Wichtig ist den Bürgern, dass die stark vernachlässigte, von vielen Geschäftsleerständen und sogar Schrottimmobilien gezeichnete einstige Einkaufsmeile Friedrich-Ebert-Straße endlich wieder aufgepäppelt und attraktiv gemacht wird. Mit dem Abriss der beiden Bruchbuden mit den Hausnummern 111 und 113 soll begonnen werden. Diese Häuser gammeln seit Jahren vor sich hin, locken finstere Gestalten an und sind alles andere als eine Visitenkarte des Ortsteils. Wenn die erst einmal verschwunden sind und an ihrer Stelle eine kleine Grünanlage und Verbindung zum Hinterland geschaffen ist, ist ein Schandfleck verschwunden.

Als nächstes folgt die Fassadengestaltung. „Es soll ein Anreiz geschaffen werden, dass die Eigentümer ihre Häuser verschönern“, sagt Terlinden. Auch die Wiedereröffnung der Straße in beiden Fahrtrichtungen ist Terlinden ein Anliegen. „Es ist aber noch nicht klar, ob das machbar ist“, sagt sie. Von Beeck kommend soll man künftig über einen Kreisverkehr in den Ortsteil fahren – oder drumherumgeleitet werden.

Deich barrierefrei erreichbar

Ganz wichtig ist Terlinden, dass mit dem Rhein geworben wird. So schnell wie die Laarer (und Beeckerwerther) kommen die Bürger anderer Ortsteile nicht so schnell ins Naherholungsgebiet am Fluss. Um den Deichweg bequem erreichen zu können, ist ein barrierefreier Aufgang geplant, freut sich die Vereinsvorsitzende. Und die EG DU denkt nach über einen verkehrsberuhigten Bereich am Rhein entlang.
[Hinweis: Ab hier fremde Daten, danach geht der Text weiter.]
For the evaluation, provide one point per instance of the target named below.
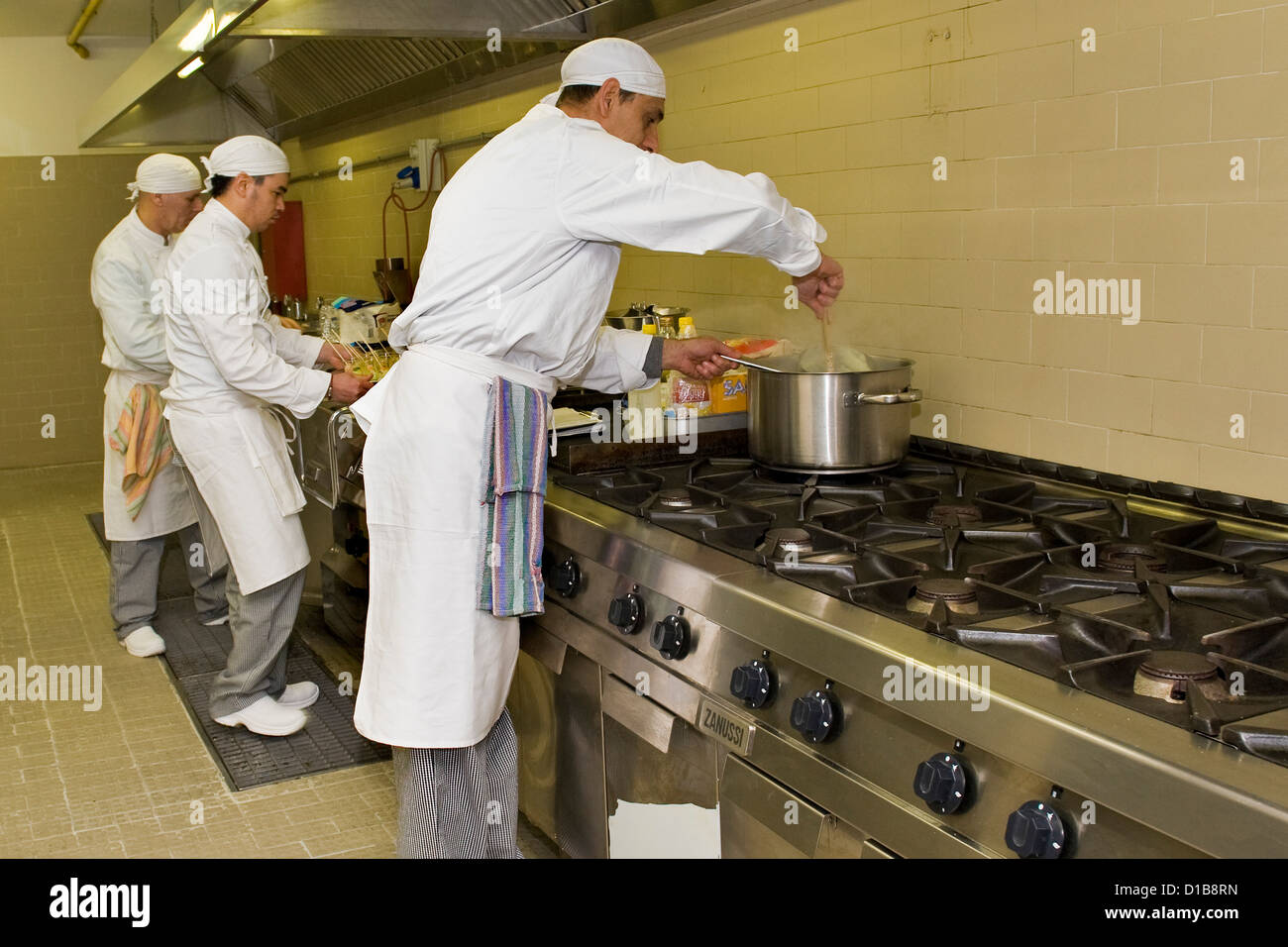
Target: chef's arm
(612, 191)
(618, 363)
(613, 368)
(241, 360)
(138, 333)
Auch der Marktplatz soll aufgewertet werden, „zum Beispiel durch ein Café“. Und einen Spielplatz will man aufpeppen und ihn zudem für Ältere nutzbar machen, etwa durch eine Bocchia-Bahn.

Derzeit verlassen die Bürger den Ortteil eher

Die Entwicklungsgesellschaft Duisburg hat ein rund 100-seitiges „integriertes Handlungskonzept“ vorgelegt, das über die Homepage der EG DU zu bekommen ist.

Obwohl der Ortsteil am Rhein liegt und deshalb für die Bürger attraktiv sein müsste, ist er derzeit alles andere als das. Etwa die Hälfte der Ladenlokale an der Friedrich-Ebert-Straße steht z.B. leer.

Attraktiver Wohnraum geplant

282 Wohnungen waren im Untersuchungszeitraum 2010 lange ungenutzt, das entspricht acht %, in ganz Duisburg lag die Quote bei 5,3 %. Neu gebaut wurde – abgesehen vom Wohndorf – über viele Jahre kaum. Der Ausländeranteil liegt bei 42 %. In Laar leben 6077 Menschen, Tendenz abnehmend.

Durch das Stadterneuerungsprogramm soll attraktiver Wohnraum in Rheinnähe entstehen (auch für betreutes Wohnen). Die EG DU will u. a. eine „Neue Mitte“ und mehr Grün schaffen (durch Abriss von Schrottimmobilien) und die „Eingangstore“ aufpeppen.